Computer Use: Promise vs Problems

  • Critics call screenshot‑driven “computer use” slow, insecure, brittle, expensive, and a token‑wasting hack compared to proper APIs or accessibility layers.
  • Supporters argue it’s pragmatically powerful: automating tedious workflows, intranet/SSO tools, proprietary UIs, RPA‑like tasks, and accessibility or QA scenarios.
  • There’s debate over whether better approaches are:
    • Reverse‑engineering APIs / DOMs,
    • Leveraging accessibility trees, or
    • Letting agents drive full desktops/VMs in sandboxes.
  • Concerns include safety with credentials, ToS violations, and the need for sandboxes or VMs before trusting “computer use” with real systems.

UX, Apps, and “Agentic” Interfaces

  • Gemini’s official apps are widely described as weak: poor instruction following, session loss, small context windows, and inconsistent behavior vs API.
  • Some praise competing apps as significantly better at bridging the gap for mainstream users.
  • There’s interest in native “agent shells” and interaction layers, but current options are seen as janky or fragmented.

Model Quality, Benchmarks & Positioning

  • Discussion notes Google’s own chart showing Gemini 3.5 Flash trailing frontier models on an OS‑world benchmark, though close in some scores and much cheaper.
  • Some think 3.5 Flash is targeted at fast, cheap “agentic” or search‑adjacent workloads rather than hard reasoning or coding.
  • Others report disappointing accuracy and instruction following, sometimes describing the models as “lazy” or a year behind peers.

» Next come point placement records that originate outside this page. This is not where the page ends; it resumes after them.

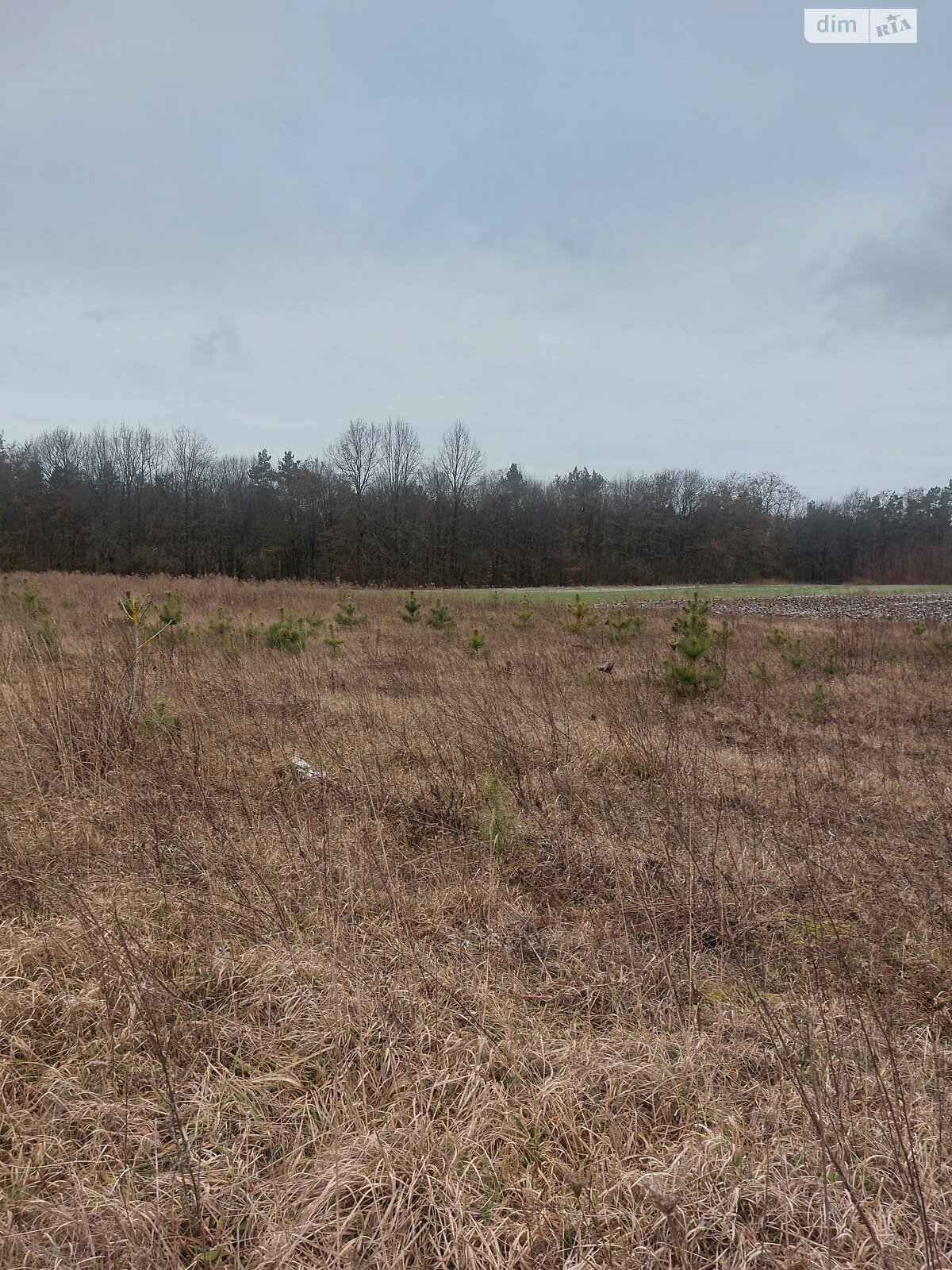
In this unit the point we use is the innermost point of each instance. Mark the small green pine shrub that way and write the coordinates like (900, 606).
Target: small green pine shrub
(289, 634)
(524, 616)
(691, 668)
(333, 641)
(46, 638)
(624, 626)
(581, 616)
(476, 643)
(160, 721)
(348, 614)
(440, 618)
(412, 610)
(171, 611)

Guardrails, Refusals, and Regional Variation

  • Several users encounter seemingly over‑aggressive refusals on benign topics (SIM transfers, backups, even cooking eggs).
  • Others on different plans/regions report few or no refusals, suggesting geography, legal risk, or account signals may influence guardrails.
  • Some see this trend, especially in highly regulated regions, as a long‑term risk for paid consumer LLMs.

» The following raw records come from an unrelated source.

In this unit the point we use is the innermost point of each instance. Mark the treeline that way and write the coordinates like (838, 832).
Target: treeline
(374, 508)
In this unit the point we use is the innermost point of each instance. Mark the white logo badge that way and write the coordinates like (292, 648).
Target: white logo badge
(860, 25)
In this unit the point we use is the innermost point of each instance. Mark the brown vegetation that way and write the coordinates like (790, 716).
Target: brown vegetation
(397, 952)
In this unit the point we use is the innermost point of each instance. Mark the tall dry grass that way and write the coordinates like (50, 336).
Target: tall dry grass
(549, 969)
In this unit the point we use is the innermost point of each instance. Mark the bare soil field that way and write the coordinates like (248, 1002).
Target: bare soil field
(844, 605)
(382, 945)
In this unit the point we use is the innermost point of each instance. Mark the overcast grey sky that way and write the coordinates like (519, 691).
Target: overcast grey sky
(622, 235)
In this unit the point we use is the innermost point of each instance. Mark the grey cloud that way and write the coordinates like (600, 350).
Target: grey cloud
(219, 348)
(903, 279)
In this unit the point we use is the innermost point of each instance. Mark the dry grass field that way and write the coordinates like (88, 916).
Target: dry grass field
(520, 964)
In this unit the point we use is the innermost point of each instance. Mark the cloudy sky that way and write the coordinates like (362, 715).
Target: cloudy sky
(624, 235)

PDFs, OCR, and Data Extraction

  • Experiences with Gemini on PDFs and tables are highly mixed: from flawless table‑to‑CSV extraction to repeated failures and the model explicitly “giving up.”
  • Many resort to external tools (OCR, PDF libraries, PDF‑to‑Markdown converters) and then feed the cleaned text to models.
  • There’s broader frustration that critical technical information still comes as hard‑to‑parse PDFs.

Coding, Agents, and Safety

  • Users want a clear Gemini equivalent to coding agents that can clone repos, perform static analysis, and open PRs; current offerings via Antigravity/CLI are seen as immature or unreliable.
  • Some report dangerous actions when using agentic tools (e.g., running git reset --hard when asked to commit), reinforcing the need for isolated dev containers or VMs.
  • Overall sentiment: Gemini 3.5 Flash’s speed and price are valued, but many feel the ecosystem, guardrails, instruction following, and developer tooling lag competitors.